The Battle: Patrick S. Baker, 'Charles Martel's other great victory over the Moors - The Battle of the River Berre'.
Illustrated by Carlos Garcia.

The conflict between the Muslim Moors of Al-Andalus (modern Spain) and the Christian Franks of Francia (present-day northern France and the Benelux countries) over who would rule western Gaul was inevitable. Both were politically and culturally vigorous, resourceful and driven by territorial and religious ambitions. Furthermore, both sides had sufficient military might to realize those ambitions.

The Warrior: Vassilis Pergalias, 'Protecting Saint Peter's bishop - The Pontifical Swiss Guard'.
Illustrated by Graham Sumner.

By the time of the invasion of Italy in 1494 by the articulate army of the French monarch, Charles VIII, and the ensuing wars that ruthlessly engulfed the Italian peninsula, Swiss mercenaries had gained an infamous reputation for professionalism that would allow them to win the lucrative contracts.

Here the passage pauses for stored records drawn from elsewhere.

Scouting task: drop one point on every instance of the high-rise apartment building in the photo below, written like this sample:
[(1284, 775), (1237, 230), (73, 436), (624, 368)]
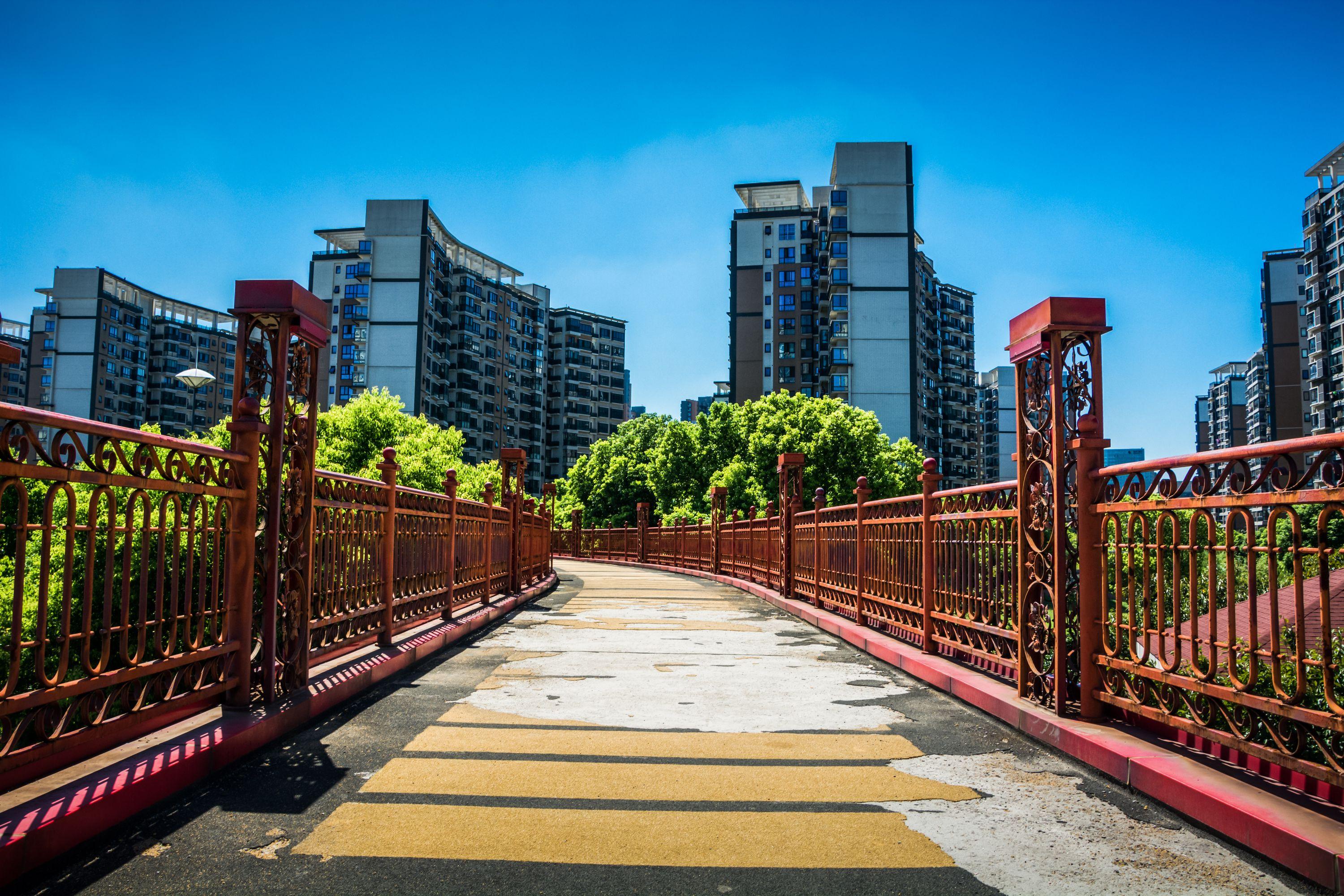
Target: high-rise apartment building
[(1280, 389), (444, 326), (1203, 436), (996, 401), (830, 295), (1221, 416), (107, 350), (1323, 267), (14, 378), (586, 385)]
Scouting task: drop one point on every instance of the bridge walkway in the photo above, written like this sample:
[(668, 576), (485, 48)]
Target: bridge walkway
[(647, 732)]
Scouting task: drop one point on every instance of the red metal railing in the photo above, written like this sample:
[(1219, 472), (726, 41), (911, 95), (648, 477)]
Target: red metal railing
[(117, 551), (1222, 606), (1213, 585), (131, 566)]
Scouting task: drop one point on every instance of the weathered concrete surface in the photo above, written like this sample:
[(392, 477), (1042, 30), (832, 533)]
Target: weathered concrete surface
[(647, 732)]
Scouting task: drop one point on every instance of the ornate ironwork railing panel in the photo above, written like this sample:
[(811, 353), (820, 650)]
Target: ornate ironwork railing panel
[(838, 581), (1223, 601), (113, 558), (975, 586), (500, 547), (806, 554), (471, 556), (422, 569), (346, 602), (892, 566)]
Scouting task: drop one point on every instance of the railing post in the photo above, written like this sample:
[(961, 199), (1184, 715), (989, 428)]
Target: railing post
[(752, 543), (718, 496), (1055, 347), (245, 431), (549, 507), (1092, 564), (819, 500), (928, 573), (733, 543), (529, 511), (281, 330), (451, 491), (771, 569), (514, 462), (389, 469), (861, 560), (490, 542), (789, 466), (642, 519)]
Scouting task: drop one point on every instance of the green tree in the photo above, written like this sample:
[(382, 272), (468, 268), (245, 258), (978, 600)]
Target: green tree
[(351, 440), (672, 465)]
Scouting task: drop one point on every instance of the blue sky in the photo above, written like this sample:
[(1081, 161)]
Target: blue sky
[(1142, 152)]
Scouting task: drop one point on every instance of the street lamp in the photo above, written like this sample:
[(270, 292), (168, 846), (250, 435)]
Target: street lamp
[(194, 379)]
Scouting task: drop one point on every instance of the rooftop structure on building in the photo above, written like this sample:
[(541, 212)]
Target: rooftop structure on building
[(439, 323), (109, 350), (14, 377), (586, 385), (830, 295)]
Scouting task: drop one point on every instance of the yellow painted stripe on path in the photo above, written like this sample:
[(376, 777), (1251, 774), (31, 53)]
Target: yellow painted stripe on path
[(648, 781), (697, 745), (613, 837), (467, 714)]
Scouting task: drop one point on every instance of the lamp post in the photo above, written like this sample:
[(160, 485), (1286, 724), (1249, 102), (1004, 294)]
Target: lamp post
[(194, 379)]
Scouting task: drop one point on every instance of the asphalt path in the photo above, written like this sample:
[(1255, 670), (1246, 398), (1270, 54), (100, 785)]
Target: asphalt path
[(644, 732)]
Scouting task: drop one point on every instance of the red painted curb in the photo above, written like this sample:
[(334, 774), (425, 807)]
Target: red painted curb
[(43, 828), (1291, 835)]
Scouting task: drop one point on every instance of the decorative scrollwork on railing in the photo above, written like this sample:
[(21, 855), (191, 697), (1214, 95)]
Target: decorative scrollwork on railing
[(1201, 477), (123, 454)]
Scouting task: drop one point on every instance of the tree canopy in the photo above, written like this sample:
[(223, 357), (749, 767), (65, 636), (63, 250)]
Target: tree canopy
[(351, 440), (672, 464)]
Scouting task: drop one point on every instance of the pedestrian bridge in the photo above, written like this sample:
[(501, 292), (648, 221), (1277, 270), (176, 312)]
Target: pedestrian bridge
[(642, 731), (666, 702)]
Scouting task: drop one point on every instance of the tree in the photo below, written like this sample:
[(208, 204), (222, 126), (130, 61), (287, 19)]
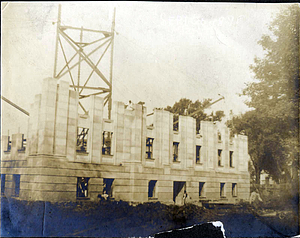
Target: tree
[(273, 124), (186, 107)]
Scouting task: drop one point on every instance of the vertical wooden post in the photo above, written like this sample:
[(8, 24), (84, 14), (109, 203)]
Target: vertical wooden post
[(57, 38), (111, 63), (78, 80)]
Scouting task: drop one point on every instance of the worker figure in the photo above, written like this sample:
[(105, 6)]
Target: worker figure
[(184, 197), (104, 195), (255, 199), (129, 106)]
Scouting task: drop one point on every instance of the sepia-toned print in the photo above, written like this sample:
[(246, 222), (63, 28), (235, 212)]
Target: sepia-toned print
[(143, 119)]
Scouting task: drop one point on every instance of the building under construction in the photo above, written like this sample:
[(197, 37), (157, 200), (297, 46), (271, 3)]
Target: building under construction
[(69, 156), (73, 152)]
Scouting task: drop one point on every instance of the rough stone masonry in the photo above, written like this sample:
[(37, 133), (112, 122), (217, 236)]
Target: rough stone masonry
[(71, 157)]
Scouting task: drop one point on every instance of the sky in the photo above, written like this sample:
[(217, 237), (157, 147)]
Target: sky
[(162, 51)]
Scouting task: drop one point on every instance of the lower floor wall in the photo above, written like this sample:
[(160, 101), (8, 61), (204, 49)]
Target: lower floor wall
[(47, 179)]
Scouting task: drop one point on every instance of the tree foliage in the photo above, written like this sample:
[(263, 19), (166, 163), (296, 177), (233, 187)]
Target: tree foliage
[(186, 107), (272, 125)]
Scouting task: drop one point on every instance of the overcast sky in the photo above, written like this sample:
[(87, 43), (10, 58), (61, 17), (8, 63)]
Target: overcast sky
[(163, 51)]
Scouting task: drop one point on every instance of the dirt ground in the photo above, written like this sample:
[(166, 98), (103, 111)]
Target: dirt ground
[(119, 219)]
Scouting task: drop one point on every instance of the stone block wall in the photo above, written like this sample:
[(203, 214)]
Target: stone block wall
[(50, 166)]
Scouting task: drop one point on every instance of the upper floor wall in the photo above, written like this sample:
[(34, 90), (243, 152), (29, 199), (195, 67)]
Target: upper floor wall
[(56, 129)]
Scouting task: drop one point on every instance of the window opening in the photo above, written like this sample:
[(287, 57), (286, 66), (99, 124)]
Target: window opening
[(23, 147), (222, 189), (152, 188), (108, 187), (234, 189), (198, 154), (178, 192), (201, 189), (2, 184), (175, 151), (107, 141), (231, 159), (8, 149), (219, 157), (16, 185), (82, 135), (82, 187), (149, 147)]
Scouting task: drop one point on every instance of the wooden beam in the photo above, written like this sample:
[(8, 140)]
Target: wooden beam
[(85, 96), (85, 57), (96, 66), (84, 29), (93, 88), (57, 37), (65, 57), (14, 105)]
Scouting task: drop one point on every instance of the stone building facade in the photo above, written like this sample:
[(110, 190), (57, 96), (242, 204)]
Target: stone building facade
[(69, 156)]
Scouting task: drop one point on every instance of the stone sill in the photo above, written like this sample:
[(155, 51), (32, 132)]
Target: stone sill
[(107, 120), (83, 199), (151, 159), (152, 199), (82, 153), (109, 156)]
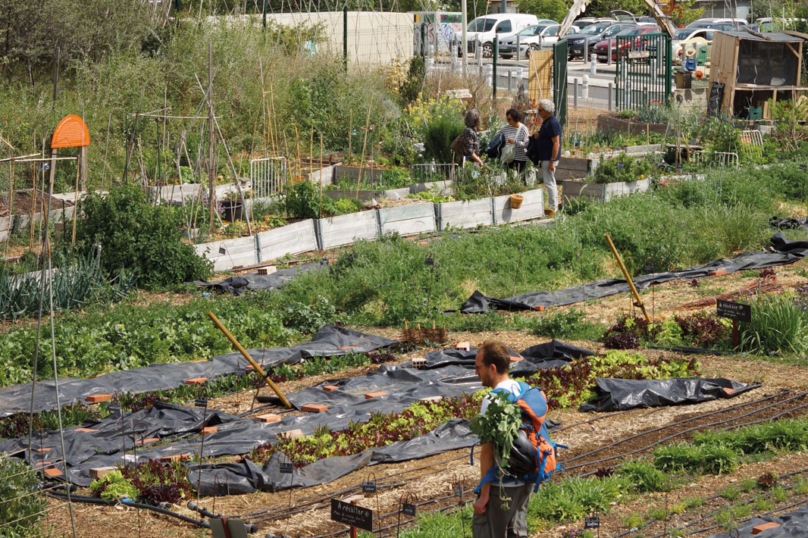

On 22 January 1506, 150 Swiss infantrymen marched through Rome's Porta del Popolo, reaching the Basilica of Saint Peter, where they were jovially welcomed by their new paymaster, Pope Julius II. A relationship that would last over half a millennium began on that fateful cold January day, with the Pontifical Swiss Guard protecting the Pope ever since.